Nevertheless, there is plenty to be upset about without descending into histrionics and melodrama. For example, the administration’s brief reveals one cynical reasoning behind DOMA: that Congress has a right to determine how it preserves “the scarce resources of both the federal and State governments” (i.e. they save money by denying marriage equality to same-sex couples).
It also gives a tortured reasoning as to why DOMA does not violate the Equal Protection clause of the constitution. In case the court is inclined to see gay people as a suspect class, the brief points out that DOMA doesn’t mention gay people, but simply defines the gender of those who must be recognized as married by the federal and state governments — a legal re-casting of the utterly facetious “gays can marry people of the opposite sex” argument.
And the mere fact that the Obama administration sees fit to try to justify the constitutionality of DOMA is very troubling. When Obama ran for the Democratic nomination for President, he distinguished himself from other front-runners by declaring that he was for DOMA’s full repeal. That contrasted with Sen. Hillary Clinton’s position of advocating for only partial repeal of DOMA and leaving intact the provisions allowing states to refuse to recognize same-sex marriages performed in other states. When Obama became president, the new White House web site repeated his call for repealing DOMA. But that commitment has since been quietly dropped when the web site was revamped in April.
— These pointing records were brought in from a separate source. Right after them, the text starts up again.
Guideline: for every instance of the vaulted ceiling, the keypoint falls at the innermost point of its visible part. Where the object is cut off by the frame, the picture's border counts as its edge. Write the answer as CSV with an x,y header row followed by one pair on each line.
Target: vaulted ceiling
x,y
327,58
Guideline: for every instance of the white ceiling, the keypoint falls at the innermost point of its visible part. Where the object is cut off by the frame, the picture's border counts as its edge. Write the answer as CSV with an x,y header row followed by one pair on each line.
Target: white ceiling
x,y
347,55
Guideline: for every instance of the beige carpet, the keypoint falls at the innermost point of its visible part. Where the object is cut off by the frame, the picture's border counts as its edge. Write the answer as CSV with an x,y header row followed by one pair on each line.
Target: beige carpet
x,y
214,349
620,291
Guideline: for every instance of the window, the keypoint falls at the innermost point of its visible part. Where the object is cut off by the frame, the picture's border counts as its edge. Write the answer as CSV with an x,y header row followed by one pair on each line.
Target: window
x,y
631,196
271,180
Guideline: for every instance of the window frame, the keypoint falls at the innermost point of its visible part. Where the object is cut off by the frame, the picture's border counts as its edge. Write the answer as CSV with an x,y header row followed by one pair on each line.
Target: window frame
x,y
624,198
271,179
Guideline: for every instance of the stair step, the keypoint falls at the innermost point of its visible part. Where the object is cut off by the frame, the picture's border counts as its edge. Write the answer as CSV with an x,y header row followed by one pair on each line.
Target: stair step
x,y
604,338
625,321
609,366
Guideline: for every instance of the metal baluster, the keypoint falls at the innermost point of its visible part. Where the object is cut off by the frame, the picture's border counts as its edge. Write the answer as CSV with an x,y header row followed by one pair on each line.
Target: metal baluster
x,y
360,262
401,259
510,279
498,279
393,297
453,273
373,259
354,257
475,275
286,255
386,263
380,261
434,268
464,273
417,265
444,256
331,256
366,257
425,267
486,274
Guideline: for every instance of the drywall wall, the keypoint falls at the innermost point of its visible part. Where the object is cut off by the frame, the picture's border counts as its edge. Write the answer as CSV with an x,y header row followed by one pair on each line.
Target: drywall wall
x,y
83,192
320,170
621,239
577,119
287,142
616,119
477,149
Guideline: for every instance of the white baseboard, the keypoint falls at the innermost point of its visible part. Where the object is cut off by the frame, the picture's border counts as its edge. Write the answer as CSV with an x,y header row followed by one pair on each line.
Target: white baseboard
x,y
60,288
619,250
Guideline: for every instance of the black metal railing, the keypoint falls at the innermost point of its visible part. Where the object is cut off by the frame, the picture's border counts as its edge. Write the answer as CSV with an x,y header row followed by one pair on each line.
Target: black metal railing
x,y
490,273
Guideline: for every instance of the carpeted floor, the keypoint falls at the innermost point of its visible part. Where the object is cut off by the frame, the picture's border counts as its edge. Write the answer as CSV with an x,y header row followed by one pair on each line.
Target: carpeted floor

This case, Smelt v United States, is separate from the highly publicized case of Perry v Schwarzenegger, which was brought by the two prominent lawyers Ted Olson and David Boies and funded by the American Foundation for Equal Rights. In Smelt v U.S., the plaintiffs are a married couple seeking federal recognition of their California marriage, as well as the recognition of their marriage in other states. Perry v Schwarzenegger was brought by two unmarried same-sex couples and challenges California’s ban on same-sex couples’ access to marriage. There is also another separate DOMA challenge filed by GLAD on behalf of the widower of the late openly gay Congressman Garry Studds.
Update: Want another reason to be upset about this move by the Obama administration? How about this statement from Justice Department spokesman Matt Miller:
As it generally does with existing statutes, the Justice Department is defending the law on the books in court. The president has said he wants to see a legislative repeal of the Defense of Marriage Act because it prevents LGBT couples from being granted equal rights and benefits. However, until Congress passes legislation repealing the law, the administration will continue to defend the statute when it is challenged in the justice system.
Miller is hiding behind the fact that the administration is charged under the constitution with the duty to enforce the law. But that is not the same as saying the administration is obligated by that same constitution to defend the law in court. The constitution does no such thing. In fact, virtually every administration has gone to the courts on behalf of plaintiffs or on their own behalf seeking to strike down laws they don’t like. This is a weak statement from a meek administration.